Four studies have classified cerebral palsy, based on the extent of neurological deficits, into monoplegia, hemiplegia, diplegia, triplegia and quadriplegia. However, the data could not be pooled for analysis due to significant heterogeneity and incomplete details (Table 1) [12, 14, 16, 18]. Of the included studies, Banerjee et al. reported that the majority of children with cerebral palsy had spastic diplegia. Preterm birth is an important risk factor for spastic diplegic cerebral palsy, while term birth asphyxia is a risk factor for spastic quadriplegic cerebral palsy [18]. Singhi et al., a study from a tertiary care hospital in North India, reported 1000 cases of cerebral palsy, and identified spastic quadriplegia (61%) as the most common type followed by diplegia (22%) [20].

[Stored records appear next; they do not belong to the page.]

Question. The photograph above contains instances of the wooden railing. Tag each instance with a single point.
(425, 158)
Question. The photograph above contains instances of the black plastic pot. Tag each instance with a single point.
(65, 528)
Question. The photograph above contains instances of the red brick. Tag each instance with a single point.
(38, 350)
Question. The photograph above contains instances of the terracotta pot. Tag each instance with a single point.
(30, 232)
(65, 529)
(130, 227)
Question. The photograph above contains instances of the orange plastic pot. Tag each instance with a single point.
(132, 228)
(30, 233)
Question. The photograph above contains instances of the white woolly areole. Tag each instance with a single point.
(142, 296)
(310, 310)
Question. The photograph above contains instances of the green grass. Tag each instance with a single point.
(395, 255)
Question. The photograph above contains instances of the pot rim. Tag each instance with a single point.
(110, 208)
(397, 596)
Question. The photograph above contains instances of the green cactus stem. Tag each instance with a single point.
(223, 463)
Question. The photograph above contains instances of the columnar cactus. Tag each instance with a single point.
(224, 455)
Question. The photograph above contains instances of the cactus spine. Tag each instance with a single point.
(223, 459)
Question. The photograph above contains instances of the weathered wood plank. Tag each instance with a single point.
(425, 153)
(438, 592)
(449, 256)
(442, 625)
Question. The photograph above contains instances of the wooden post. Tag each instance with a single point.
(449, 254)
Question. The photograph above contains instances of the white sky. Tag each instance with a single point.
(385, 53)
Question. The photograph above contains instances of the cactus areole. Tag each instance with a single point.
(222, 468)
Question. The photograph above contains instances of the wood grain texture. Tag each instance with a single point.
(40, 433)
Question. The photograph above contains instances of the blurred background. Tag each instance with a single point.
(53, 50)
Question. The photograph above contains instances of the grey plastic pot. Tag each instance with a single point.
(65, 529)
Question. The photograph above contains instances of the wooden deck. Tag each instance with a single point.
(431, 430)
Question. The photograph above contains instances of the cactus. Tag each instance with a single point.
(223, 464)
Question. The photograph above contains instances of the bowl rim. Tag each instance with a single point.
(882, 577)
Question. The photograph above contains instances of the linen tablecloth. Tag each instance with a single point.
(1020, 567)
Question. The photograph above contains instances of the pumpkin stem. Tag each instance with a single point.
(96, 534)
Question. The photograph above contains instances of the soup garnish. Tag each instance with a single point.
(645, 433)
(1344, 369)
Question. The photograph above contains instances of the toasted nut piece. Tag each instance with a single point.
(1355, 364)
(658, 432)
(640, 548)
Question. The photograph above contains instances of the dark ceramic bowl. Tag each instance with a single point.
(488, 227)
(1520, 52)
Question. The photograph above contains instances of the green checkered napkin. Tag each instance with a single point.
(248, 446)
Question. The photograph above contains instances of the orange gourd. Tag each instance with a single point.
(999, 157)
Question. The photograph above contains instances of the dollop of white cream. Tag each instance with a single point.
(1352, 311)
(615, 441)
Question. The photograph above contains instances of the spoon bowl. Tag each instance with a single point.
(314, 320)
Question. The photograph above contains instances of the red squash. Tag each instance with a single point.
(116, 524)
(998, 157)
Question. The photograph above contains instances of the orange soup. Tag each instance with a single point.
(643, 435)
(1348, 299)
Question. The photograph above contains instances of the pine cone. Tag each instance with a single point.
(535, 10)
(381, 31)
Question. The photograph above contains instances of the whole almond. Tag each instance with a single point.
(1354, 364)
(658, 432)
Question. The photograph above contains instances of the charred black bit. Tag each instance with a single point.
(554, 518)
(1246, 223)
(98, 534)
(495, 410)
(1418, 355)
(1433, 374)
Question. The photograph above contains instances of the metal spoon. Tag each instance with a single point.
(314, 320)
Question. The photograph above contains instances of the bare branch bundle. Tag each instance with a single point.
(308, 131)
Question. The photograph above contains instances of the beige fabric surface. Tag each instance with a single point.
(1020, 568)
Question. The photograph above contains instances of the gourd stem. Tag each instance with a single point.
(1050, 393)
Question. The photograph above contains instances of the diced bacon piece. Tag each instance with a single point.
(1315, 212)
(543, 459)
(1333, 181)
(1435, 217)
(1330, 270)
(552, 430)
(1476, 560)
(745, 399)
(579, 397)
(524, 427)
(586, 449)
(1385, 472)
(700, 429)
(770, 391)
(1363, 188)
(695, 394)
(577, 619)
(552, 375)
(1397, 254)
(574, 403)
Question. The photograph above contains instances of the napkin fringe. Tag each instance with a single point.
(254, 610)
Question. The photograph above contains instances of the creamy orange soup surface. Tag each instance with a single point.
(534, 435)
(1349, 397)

A stringent methodology and quality assessment of included studies are strengths of present study. However, the present systematic review had a few inadvertent limitations. Firstly, authors have not analyzed the risk factors for cerebral palsy (prematurity, low birth weight) due to the inadequate available information. Secondly, there was heterogeneity in the diagnostic tools used in the included studies. Thirdly, they could not perform a time-trend analysis due to the limited number of published studies.

With the limitations of the study, it is concluded that the overall pooled prevalence of cerebral palsy per 1000 children surveyed is 2.95 (95%CI 2.03–3.88). The paucity of high-quality, prevalence studies of cerebral palsy in India is a barrier to estimate the inferences for a national estimate. There is a further need to conduct large good quality community-based studies to explore risk factors and type of cerebral palsy at different age groups. Meanwhile, the present study data would be useful to re-allocate resources and revisit the implementation of the existing policies for the prevention and management of cerebral palsy.